Research Achievements

March 18, 2016  PRESS RELEASE

Genetically Engineered Immune Cell Therapy Found to Boost Survival in Mice with Brain Tumors

Nagoya University-led research team shows in mice the potential of a special immune cell that targets a key protein in tumor growth that helps stop brain cancer.

press released on Feb. 24, 2016

 

Caption: Chimeric antigen receptor (CAR) T cells CAR comprising a podoplanin (PDPN)-specific antibody fragment with CD28, 4-1BB, and CD3ζ intracellular domains are genetically engineered to target PDPN, a protein usually found in abundance in solid tumors, including GBM, which presents the worst prognosis among GBM subtypes. Infusion of CAR T cells into an immunodeficient mouse model led to inhibition of tumor growth. CAR T cell therapy that targets PDPN represents a promising immunotherapy for treating GBM.

 

Nagoya, Japan - For decades most cancers have been treated with a core standard of treatments that include surgery, radiation, and chemotherapy. Now, immunotherapy--a type of treatment that harnesses the patient's immune system to combat the disease--represents the future of cancer treatment, with its efficacy being demonstrated in even the most aggressive types of cancer.

 

Brain cancer comes in many forms, ranging from more easily treatable benign forms that may trigger gradual loss of brain functions, to malignant forms that can in many cases prove fatal.
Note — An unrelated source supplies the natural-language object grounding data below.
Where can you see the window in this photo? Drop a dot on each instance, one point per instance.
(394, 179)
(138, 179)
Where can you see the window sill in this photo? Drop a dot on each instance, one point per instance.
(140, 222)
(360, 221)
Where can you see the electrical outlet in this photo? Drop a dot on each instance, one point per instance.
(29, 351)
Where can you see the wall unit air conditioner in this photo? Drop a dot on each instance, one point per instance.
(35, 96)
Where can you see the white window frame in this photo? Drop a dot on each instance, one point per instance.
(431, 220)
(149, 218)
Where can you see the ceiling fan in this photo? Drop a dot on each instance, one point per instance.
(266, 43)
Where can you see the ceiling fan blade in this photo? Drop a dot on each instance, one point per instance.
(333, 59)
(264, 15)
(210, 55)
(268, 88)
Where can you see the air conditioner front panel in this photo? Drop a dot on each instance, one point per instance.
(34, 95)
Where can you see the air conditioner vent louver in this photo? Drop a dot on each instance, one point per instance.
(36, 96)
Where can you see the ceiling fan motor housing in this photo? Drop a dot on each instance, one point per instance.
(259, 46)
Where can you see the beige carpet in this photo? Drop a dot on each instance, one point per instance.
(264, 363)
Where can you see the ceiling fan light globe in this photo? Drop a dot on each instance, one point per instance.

While there have been improvements in the current standard treatments, patients with glioblastoma (GBM), the most common and aggressive form of brain tumor, still suffer from a median survival rate of only 14.6 months and 5-year overall survival rates of less than 10%. There is therefore pressing need for novel therapies that improve the outcomes.

 

Researchers at Nagoya University have been studying the therapeutic effect of T cells, vital disease-fighting components in our body's immune system, for fighting cancer.

 

"Immunotherapy has emerged in recent years as a promising strategy for treatment of GBM," says Atsushi Natsume, corresponding author of the study and a member of the Nagoya University School of Medicine's Department of Neurosurgery. "We have successfully engineered T cells that produce special receptors on their surface, called chimeric antigen receptors (CARs), which allow the T cells to recognize specific proteins (antigens) expressed in GBM. We designed chimeric antigen receptor (CAR) T cells that specifically target podoplanin (PDPN), a key protein for the progression of solid tumors, including GBM."

 

The research team found that injection of CAR T cells into 79 immunodeficient mice arrested the growth of GBM in 60% of them. Furthermore, the T cells can recognize PDPN on the tumor surface even with the absence of the body's own immune recognition system, which is usually compromised in cancer.

 

"Considering that PDPN is associated with poor prognosis in GBM, CAR T-cell therapy that targets this protein is promising for treatment of patients with relapsed or resistant tumors following first-line chemotherapy," says Toshihiko Wakabayashi, a coauthor and the chair of neurosurgery in the Nagoya University School of Medicine's Department of Neurosurgery. "There are certainly challenges to overcome for clinical application of this kind of immunotherapy, but the newly published data are an important milestone in immunotherapy targeting solid tumors that have eluded other treatments."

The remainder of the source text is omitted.